To find Nais we have to get some help from a local teacher. We travel about 20 km through the wilderness, among elephants and lions, over terrain that is challenging even for our sturdy 4×4. A small fortress made of thorny cactus plants comes into our view. That’s what I call an effective fence! The thorns are 6 cm long and they penetrate even my Solomon shoes. Three of them are in my leg before I find the entrance. I whimper about the pain and complain about those fine, sharp points staying under my skin. The teacher tells me that sometimes when kids step on cactus barefooted up to 20 thorns need to be pulled from their tiny feet. The child usually cries a little and then goes out to play. Spoiled Europeans cry and seek medical help concerned about poison. So I grind my teeth and get going. By the way, Masai never go to a doctor. No matter what. Not even at childbirth, and that’s why their exact birthday is complicated to find.
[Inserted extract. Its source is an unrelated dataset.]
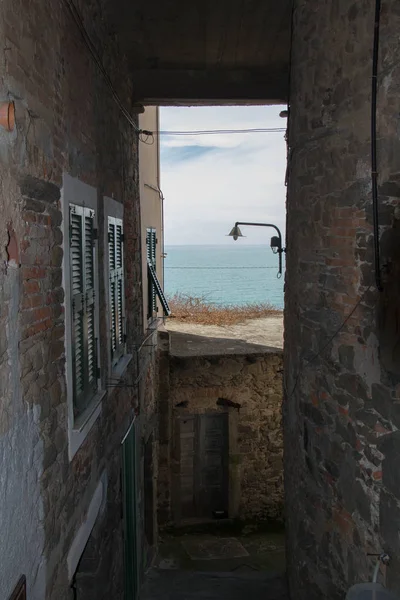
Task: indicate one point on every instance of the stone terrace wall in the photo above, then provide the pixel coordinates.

They know roughly how old they are, but that’s about it. I have to laugh when Nais tells me she was born on Friday but she does not know exactly what year. We come to the house itself. It is made of animal dung, wood and grass. Nais is sitting outside and holds a month-old infant in her arms. I was here in the summer and she was at school, so what happened? I ask her mother and she tells me that that spring she had been sold to marry a Masai for two cows; they simply had had no food… Oh boy… Those Masai! We gave Nais presents and food and told her she should return to school. Nais is gifted and speaks three languages fluently. We arranged with her mother that she would take care of the child while Nais goes back to school. We did a good job here and are very pleased. Returning to my car some local kids are showing me the way so I avoid those awful thorns. Then we are on the way to visit the third of the girls who also left school. Again, she receives gifts and food and she promises the teacher she will gladly join class in Doldol. It’s getting dark, and we are leaving, accompanied by the sounds of Nanyuki wilderness.